Réagir à l'actualité ou parler du fond ?

Les deux m'interessent. C'est donc ici que je posterais mes billets d'humeurs. Comme tout bloggueur qui démarre, j'essaierai de poster régulièrement, en vous parlant des sujets qui me viennent à l'esprit. Tentons quotidiennement (mais je n'y crois pas vraiment), raisonablement hebdomadairement (et réellement mensuellement ?)... on verra bien ma motivation...

Je vous propose de vous parler des discutions non personnelles que je peux avoir autour de mon café avec mes collègues.... en prenant comme point d'arrivée ce qui me motive à créer ce blog, l'élection présidentielle... voila pourquoi ce J-592 ... le 6/05/2012, nous saurons qui est élu Président de la République pour 5 ans.

J'ai pu remarquer que le café est l'occasion de discuter de choses et d'autres. Il en ressort souvent une problématique qui nous touche tous.

Je sors de cette pause café pour vous écrire ces quelques lignes...

Sujet du jour : Lejaby et toutes ces boîtes qui partent ailleurs alors qu'elles marchent

Très (trop) souvent, nous entendons parler d'entreprises et d'usines ici et là, grandes ou petites, qui sont délocalisées, alors qu'elles sont rentables voire profitables.
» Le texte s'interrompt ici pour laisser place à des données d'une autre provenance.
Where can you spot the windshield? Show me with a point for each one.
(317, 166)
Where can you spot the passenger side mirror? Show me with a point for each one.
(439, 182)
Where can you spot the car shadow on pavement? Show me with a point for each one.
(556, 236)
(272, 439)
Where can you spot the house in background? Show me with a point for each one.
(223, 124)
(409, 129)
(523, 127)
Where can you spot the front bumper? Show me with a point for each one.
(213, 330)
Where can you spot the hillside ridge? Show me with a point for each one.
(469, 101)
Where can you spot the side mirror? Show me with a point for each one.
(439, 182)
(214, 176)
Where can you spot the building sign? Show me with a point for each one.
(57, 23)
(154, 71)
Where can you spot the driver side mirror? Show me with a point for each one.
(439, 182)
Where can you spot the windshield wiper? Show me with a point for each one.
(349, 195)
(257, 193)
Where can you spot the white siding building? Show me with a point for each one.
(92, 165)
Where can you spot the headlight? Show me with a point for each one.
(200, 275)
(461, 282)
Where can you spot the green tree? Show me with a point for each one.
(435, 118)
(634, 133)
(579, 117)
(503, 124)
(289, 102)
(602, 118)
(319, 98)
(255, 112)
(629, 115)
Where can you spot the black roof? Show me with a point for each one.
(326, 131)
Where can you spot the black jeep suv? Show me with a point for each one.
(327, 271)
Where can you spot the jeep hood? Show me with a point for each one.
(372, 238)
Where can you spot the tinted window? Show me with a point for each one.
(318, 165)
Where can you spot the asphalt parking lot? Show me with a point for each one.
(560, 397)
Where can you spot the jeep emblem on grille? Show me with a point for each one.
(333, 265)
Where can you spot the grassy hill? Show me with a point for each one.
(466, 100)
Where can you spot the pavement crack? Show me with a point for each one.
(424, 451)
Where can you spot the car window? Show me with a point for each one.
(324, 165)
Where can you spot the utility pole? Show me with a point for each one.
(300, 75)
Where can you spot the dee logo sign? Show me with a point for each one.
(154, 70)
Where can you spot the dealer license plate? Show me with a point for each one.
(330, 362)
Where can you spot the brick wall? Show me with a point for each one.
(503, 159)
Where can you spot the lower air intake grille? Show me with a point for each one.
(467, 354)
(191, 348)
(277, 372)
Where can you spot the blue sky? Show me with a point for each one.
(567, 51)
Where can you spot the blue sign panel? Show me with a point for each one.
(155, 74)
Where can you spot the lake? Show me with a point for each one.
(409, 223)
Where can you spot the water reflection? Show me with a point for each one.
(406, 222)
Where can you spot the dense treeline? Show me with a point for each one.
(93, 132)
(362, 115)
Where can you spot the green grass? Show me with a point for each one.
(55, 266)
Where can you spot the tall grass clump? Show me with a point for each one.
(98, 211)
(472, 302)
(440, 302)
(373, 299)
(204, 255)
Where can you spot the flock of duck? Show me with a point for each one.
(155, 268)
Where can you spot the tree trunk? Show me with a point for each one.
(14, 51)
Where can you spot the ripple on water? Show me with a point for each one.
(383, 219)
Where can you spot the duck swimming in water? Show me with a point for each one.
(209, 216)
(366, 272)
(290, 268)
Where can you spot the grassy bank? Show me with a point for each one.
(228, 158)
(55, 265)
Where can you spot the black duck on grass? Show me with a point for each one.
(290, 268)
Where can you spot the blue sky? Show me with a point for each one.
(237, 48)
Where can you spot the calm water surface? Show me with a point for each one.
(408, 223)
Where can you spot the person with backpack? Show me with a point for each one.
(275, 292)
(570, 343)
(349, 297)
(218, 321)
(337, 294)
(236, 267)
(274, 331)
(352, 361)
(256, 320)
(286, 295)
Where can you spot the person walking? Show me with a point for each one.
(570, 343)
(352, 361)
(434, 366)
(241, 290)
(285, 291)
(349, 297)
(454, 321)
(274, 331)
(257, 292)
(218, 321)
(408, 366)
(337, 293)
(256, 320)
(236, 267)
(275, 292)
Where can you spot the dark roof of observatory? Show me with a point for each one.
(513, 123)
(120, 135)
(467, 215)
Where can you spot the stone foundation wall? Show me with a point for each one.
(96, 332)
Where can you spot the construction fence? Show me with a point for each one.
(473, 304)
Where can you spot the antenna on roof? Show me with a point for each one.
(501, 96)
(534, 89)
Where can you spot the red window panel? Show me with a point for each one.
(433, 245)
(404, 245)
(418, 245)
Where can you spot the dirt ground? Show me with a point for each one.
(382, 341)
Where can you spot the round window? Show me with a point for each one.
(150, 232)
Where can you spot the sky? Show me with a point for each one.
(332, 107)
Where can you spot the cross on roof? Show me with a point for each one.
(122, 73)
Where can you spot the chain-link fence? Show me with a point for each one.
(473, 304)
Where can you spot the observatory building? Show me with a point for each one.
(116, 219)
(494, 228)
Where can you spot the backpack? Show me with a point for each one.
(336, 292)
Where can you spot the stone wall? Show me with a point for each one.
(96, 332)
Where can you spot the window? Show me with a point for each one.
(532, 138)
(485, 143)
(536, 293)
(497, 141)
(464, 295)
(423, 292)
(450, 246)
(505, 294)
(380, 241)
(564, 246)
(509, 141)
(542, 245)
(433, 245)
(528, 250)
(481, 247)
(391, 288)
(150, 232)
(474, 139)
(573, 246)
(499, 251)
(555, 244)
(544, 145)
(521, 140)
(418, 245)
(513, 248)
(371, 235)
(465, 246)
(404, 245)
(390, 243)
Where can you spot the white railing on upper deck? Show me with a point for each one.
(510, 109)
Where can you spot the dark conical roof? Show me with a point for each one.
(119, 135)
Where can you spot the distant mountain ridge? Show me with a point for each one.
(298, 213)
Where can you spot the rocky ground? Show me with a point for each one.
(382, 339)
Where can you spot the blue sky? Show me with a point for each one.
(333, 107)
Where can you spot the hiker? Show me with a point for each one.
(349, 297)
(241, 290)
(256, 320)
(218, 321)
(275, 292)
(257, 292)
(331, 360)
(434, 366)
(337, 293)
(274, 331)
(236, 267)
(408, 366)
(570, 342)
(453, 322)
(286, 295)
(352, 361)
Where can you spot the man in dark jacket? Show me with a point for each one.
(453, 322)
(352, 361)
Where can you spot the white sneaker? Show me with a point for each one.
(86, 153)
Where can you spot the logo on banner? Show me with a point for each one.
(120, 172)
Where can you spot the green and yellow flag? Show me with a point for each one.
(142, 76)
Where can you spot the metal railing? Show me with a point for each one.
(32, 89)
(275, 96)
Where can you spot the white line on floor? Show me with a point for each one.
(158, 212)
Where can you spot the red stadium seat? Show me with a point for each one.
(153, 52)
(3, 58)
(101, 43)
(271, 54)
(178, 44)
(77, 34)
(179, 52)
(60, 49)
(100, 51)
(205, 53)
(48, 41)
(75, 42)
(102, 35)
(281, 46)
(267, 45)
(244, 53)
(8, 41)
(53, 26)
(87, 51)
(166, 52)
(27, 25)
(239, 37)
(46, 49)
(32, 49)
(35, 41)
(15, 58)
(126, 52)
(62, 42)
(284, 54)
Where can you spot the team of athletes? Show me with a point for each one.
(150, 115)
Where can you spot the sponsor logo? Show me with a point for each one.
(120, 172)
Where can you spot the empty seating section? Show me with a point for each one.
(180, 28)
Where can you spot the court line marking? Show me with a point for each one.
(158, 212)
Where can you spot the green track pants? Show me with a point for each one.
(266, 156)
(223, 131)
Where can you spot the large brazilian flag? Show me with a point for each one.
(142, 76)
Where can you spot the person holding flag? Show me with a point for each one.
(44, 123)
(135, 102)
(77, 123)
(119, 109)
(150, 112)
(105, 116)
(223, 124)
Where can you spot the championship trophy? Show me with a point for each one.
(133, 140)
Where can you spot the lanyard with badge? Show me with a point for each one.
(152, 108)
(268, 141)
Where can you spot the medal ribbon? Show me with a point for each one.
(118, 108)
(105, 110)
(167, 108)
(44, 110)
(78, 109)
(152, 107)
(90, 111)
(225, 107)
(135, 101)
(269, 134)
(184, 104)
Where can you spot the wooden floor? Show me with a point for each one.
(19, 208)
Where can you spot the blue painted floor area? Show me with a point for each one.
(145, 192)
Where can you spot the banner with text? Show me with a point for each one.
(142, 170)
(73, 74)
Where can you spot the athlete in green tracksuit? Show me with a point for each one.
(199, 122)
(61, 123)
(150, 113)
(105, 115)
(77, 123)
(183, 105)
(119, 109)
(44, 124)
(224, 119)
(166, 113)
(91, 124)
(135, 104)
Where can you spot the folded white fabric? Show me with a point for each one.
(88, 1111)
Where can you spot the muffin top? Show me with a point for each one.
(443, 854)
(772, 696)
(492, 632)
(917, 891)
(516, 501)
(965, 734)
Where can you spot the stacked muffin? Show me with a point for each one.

Dans le milieu dans lequel j'évolue, l'informatique, nous nous sommes longtemps tous crus à l'abri de la délocalisation. Pourtant, ces dernières années, de nombreuses sociétés ont délocalisé leur production informatique. Cela a commencé par les centres informatiques et donc par les cableurs et autres installateurs de matériel. Puis est venu le temps du pilotage (la surveillance 24/7 du fonctionnement des systèmes informatiques par des opérateurs de premier niveau), du développement et de l'accueil téléphonique. Puis on a délocalisé l'expertise. Le management se croyait aussi à l'abri jusqu'à ce que les propositions de délocalisation de leur propre emploi apparaissent. Il est juste de se poser la question : Un manager slovaque serait-il moins bon qu'un manager français si tout le personnel qu'il encadre est slovaque? Il est même incompréhensible que le management de toutes ces sociétés, qui a bien souvent accompagné la délocalisation en courbant l'échine voire avec complicité, se soit cru à l'abri en voyant sa base d'ingénieurs être délocalisée chaque jour un peu plus. De la même manière que pour les ouvriers, ingénieurs/experts et cadres de management de premier niveau et au dessus se voient désormais proposer une déménagement. Tous se disent que finalement aller dans un pays exotique n'est pas si mal. La Slovaquie, l'Espagne, la Roumanie, la Turquie, l'Inde, le Brésil ou plus récemment le Viet Nam (le nouvel El dorado de la délocalisation de l'informatique française), ça laisse assez rêveur... Seulement, il y a un hic. On ne parle plus d'expatriation, c'est bien trop couteux pour l'entreprise, cela reviendrait à annuler les gains de la délocalisation. En général, l'entreprise a pris le soin de créer une autre société dans le pays dans lequel elle se délocalise, de sorte qu'il faille impérativement démissionner de la première et se faire embaucher dans la société locale. Rien de choquant si tout le monde est d'accord. Mais qui veut bosser pour un salaire divisé par deux ou trois, sans avantages sociaux (santé, retraite, préavis, chomage), sans assurance que le conjoint trouve un emploi, avec des enfants à mettre dans une école française ? Bien sûr, l'entreprise aide bien souvent à déménager, trouver un logement, vous intégrer dans la communauté française locale, etc...Rien n'y fait, la plupart choisissent la porte. Et c'est bien compréhensible.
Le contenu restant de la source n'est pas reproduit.